The red man opened the lantern and turned it upon the figure of the prostrate boy.
"Who be ye?" he said.
"Johnny Nunsuch, master!"
"What were you doing up there?"
"I don't know."
"Watching me, I suppose?"
"Yes, master."
"What did you watch me for?"
"Because I was coming home from Miss Vye's bonfire."
"Beest hurt?"
"No."
"Why, yes, you be—your hand is bleeding. Come under my tilt and let me tie it up."
"Please let me look for my sixpence."
"How did you come by that?"
"Miss Vye gied it to me for keeping up her bonfire."
The sixpence was found, and the man went to the van, the boy behind, almost holding his breath.
The man took a piece of rag from a satchel containing sewing materials, tore off a strip, which, like everything else, was tinged red, and proceeded to bind up the wound.
"My eyes have got foggy-like—please may I sit down, master?" said the boy.
"To be sure, poor chap. 'Tis enough to make you feel fainty. Sit on that bundle."
The man finished tying up the gash, and the boy said, "I think I'll go home now, master."
"You are rather afraid of me. Do you know what I be?"
The child surveyed his vermilion figure up and down with much misgiving and finally said, "Yes."
"Well, what?"
"The reddleman!" he faltered.
"Yes, that's what I be. Though there's more than one. You little children think there's only one cuckoo, one fox, one giant, one devil, and one reddleman, when there's lots of us all."
"Is there? You won't carry me off in your bags, will ye, master? 'Tis said that the reddleman will sometimes."
"Nonsense. All that reddlemen do is sell reddle. You see all these bags at the back of my cart? They are not full of little boys—only full of red stuff."
"Was you born a reddleman?"
"No, I took to it. I should be as white as you if I were to give up the trade—that is, I should be white in time—perhaps six months; not at first, because 'tis grow'd into my skin and won't wash out. Now, you'll never be afraid of a reddleman again, will ye?"
"No, never. Willy Orchard said he seed a red ghost here t'other day—perhaps that was you?"
"I was here t'other day."
"Were you making that dusty light I saw by now?"
"Oh yes, I was beating out some bags. And have you had a good bonfire up there? I saw the light. Why did Miss Vye want a bonfire so bad that she should give you sixpence to keep it up?"
"I don't know. I was tired, but she made me bide and keep up the fire just the same, while she kept going up across Rainbarrow way."
"And how long did that last?"
"Until a hopfrog jumped into the pond."
The reddleman suddenly ceased to talk idly. "A hopfrog?" he inquired. "Hopfrogs don't jump into ponds this time of year."

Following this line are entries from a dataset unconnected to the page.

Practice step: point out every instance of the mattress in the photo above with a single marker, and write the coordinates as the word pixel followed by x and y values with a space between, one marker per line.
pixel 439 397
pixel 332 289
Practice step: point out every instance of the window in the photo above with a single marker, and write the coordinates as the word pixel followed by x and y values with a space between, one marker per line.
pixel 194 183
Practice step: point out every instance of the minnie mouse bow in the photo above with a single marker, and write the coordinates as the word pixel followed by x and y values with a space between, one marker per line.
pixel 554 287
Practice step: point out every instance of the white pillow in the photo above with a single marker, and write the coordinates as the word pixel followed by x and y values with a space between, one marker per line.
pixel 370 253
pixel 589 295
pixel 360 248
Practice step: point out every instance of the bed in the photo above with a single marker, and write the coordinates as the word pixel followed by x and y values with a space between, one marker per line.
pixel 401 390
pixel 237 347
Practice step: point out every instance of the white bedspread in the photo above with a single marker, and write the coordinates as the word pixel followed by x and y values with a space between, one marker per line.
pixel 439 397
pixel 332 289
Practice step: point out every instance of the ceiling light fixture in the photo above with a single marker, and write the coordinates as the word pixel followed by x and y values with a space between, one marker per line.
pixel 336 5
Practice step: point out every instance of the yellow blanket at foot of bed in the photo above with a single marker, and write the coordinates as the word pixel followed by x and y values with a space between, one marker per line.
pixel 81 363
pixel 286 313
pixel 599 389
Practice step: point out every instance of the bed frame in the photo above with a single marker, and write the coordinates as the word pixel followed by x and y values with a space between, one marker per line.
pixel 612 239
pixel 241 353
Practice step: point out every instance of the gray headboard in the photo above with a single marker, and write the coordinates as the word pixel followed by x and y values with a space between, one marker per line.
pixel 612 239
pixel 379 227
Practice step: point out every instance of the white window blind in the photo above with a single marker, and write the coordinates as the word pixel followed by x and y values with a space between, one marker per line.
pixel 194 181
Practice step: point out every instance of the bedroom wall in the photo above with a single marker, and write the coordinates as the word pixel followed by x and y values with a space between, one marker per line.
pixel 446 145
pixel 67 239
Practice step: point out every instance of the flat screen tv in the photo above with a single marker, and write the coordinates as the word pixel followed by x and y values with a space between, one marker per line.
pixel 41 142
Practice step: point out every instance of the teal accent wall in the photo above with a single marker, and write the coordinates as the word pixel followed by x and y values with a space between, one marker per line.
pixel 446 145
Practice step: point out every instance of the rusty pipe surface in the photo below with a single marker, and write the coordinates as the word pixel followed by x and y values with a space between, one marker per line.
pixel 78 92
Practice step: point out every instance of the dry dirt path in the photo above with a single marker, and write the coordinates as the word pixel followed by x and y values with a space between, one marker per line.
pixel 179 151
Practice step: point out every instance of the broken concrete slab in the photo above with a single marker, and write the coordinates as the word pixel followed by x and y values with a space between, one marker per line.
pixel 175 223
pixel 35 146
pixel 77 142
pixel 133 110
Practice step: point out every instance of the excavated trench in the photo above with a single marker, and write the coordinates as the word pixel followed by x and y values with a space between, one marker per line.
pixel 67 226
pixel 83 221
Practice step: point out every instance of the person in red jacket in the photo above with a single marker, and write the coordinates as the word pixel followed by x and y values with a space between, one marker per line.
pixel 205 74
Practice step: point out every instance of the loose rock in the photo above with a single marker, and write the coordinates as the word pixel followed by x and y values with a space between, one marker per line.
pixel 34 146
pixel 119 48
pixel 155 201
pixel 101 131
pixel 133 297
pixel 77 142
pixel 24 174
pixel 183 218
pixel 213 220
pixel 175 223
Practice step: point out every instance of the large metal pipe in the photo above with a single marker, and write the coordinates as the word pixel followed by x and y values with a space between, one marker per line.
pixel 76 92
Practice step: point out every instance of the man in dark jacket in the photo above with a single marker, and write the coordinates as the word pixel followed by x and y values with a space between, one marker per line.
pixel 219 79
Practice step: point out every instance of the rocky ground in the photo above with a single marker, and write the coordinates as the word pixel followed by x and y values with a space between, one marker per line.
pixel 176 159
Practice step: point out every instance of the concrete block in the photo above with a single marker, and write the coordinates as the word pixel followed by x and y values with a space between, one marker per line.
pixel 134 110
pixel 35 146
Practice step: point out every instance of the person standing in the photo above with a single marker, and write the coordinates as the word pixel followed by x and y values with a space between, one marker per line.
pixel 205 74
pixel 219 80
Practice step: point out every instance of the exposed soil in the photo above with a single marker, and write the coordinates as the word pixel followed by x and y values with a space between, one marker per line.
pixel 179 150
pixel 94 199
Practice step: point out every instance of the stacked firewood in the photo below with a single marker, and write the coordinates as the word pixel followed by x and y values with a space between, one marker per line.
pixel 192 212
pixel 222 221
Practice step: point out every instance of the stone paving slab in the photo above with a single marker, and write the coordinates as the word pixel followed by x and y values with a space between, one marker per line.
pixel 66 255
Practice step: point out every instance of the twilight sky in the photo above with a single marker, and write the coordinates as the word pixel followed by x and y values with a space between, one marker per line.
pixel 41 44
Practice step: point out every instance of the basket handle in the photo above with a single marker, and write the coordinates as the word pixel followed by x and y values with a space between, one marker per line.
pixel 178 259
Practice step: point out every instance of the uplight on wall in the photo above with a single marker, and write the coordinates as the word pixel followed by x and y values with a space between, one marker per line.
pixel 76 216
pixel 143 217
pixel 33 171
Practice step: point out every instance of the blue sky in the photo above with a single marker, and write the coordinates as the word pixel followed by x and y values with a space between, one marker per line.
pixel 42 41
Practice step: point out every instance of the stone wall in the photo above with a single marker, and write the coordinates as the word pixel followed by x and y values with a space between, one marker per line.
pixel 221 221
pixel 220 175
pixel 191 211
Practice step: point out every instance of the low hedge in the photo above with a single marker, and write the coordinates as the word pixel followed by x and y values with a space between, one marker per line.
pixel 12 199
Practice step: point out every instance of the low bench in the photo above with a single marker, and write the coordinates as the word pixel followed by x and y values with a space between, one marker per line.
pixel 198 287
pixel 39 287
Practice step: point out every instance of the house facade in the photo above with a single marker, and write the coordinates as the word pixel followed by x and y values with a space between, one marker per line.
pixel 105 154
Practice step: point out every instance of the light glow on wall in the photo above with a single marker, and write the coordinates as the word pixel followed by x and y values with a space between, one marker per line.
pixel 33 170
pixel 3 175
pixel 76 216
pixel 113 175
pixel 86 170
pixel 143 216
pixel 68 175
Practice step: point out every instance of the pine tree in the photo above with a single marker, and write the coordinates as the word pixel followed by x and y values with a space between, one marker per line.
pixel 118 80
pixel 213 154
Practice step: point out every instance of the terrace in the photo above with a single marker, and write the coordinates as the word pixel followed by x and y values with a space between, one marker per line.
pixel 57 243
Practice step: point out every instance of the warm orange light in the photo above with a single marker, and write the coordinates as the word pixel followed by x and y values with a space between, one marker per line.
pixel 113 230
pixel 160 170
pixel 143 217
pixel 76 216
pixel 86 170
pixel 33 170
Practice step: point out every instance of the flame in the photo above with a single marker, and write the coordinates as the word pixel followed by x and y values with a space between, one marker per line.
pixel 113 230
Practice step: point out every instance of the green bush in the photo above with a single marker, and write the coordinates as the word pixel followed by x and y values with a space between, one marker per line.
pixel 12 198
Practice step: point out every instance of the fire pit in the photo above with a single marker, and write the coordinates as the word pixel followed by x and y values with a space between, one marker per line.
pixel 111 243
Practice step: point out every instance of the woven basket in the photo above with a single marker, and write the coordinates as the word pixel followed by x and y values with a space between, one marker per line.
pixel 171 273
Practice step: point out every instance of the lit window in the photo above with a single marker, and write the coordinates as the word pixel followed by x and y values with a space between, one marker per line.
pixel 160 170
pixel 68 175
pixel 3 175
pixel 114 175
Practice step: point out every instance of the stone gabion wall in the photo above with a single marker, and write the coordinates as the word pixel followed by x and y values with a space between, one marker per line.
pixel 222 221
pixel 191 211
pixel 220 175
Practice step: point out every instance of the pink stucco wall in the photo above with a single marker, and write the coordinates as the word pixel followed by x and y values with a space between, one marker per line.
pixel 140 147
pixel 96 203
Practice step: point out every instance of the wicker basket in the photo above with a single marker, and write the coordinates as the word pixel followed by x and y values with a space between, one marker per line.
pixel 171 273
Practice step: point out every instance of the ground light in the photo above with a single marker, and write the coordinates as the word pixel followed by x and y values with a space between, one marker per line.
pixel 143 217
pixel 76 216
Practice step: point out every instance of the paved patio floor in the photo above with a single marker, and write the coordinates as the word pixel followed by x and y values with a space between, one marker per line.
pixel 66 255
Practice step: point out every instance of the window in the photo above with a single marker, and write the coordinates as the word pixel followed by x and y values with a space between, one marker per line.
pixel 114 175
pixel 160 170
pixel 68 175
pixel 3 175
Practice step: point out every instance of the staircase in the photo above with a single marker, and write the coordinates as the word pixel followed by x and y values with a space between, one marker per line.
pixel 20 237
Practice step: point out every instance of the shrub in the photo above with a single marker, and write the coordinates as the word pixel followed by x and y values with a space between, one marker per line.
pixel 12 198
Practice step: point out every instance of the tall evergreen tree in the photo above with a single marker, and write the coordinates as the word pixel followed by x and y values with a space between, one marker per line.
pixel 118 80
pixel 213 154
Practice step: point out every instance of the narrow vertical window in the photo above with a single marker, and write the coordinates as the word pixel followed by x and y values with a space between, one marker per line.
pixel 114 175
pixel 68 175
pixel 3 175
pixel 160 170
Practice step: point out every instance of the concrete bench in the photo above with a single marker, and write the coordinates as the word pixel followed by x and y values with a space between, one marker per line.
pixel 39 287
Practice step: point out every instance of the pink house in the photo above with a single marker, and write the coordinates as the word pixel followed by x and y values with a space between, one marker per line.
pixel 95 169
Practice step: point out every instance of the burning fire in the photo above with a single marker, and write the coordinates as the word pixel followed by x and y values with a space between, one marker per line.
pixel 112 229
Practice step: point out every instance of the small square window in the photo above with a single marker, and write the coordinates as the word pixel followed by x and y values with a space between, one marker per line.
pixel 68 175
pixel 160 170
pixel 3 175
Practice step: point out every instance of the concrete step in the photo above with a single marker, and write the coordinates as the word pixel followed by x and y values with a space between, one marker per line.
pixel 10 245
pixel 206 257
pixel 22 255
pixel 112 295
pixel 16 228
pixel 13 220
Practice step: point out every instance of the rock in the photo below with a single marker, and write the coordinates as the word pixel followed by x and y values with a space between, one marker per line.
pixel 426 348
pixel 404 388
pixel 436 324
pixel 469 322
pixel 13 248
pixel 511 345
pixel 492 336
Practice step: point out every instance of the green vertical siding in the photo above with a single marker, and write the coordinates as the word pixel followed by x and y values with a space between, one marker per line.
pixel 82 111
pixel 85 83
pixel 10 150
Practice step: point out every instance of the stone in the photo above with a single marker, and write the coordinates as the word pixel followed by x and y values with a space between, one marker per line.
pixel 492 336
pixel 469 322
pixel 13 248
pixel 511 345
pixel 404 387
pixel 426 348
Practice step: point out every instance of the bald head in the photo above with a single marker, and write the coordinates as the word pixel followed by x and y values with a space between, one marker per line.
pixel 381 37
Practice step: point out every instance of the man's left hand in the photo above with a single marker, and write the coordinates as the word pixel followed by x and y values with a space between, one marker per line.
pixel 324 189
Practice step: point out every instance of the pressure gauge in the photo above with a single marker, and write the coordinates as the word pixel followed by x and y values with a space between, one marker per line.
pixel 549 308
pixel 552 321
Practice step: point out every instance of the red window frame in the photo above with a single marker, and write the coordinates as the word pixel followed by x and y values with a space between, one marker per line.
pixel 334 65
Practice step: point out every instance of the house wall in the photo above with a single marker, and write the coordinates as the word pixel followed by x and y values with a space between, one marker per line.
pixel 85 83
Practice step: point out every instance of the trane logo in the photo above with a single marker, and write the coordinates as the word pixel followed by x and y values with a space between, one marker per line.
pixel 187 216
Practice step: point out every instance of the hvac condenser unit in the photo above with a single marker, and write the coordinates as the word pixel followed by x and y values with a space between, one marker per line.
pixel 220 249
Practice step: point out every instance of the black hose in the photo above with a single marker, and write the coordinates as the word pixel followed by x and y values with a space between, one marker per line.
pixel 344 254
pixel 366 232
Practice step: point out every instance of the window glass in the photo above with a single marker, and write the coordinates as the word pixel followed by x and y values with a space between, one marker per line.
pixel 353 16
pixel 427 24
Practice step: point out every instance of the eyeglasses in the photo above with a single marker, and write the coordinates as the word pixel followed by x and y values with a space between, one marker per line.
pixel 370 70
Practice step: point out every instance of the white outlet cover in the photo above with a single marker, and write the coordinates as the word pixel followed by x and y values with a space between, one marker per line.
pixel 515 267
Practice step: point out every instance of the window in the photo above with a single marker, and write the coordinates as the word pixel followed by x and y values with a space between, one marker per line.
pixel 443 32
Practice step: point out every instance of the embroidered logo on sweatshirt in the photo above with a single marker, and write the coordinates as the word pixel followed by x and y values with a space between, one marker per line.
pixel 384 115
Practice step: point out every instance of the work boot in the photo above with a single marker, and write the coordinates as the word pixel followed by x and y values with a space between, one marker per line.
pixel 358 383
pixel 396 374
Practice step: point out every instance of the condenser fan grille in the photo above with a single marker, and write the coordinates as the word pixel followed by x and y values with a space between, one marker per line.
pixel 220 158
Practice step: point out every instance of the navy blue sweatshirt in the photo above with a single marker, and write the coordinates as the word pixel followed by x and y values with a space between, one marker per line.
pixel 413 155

"They do, for I heard one."
"Certain-sure?"
"Yes. She told me afore that I should hear'n; and so I did. They say she's clever and deep, and perhaps she charmed 'en to come."
"And what then?"
"Then I came down here, and I was afeard, and I went back; but I didn't like to speak to her, because of the gentleman, and I came on here again."
"A gentleman—ah! What did she say to him, my man?"
"Told him she supposed he had not married the other woman because he liked his old sweetheart best; and things like that."
"What did the gentleman say to her, my sonny?"
"He only said he did like her best, and how he was coming to see her again under Rainbarrow o' nights."
"Ha!" cried the reddleman, slapping his hand against the side of his van so that the whole fabric shook under the blow. "That's the secret o't!"
The little boy jumped clean from the stool.
"My man, don't you be afraid," said the dealer in red, suddenly becoming gentle. "I forgot you were here. That's only a curious way reddlemen have of going mad for a moment; but they don't hurt anybody. And what did the lady say then?"
"I can't mind. Please, Master Reddleman, may I go home-along now?"
"Ay, to be sure you may. I'll go a bit of ways with you."
He conducted the boy out of the gravel pit and into the path leading to his mother's cottage. When the little figure had vanished in the darkness the reddleman returned, resumed his seat by the fire, and proceeded to darn again.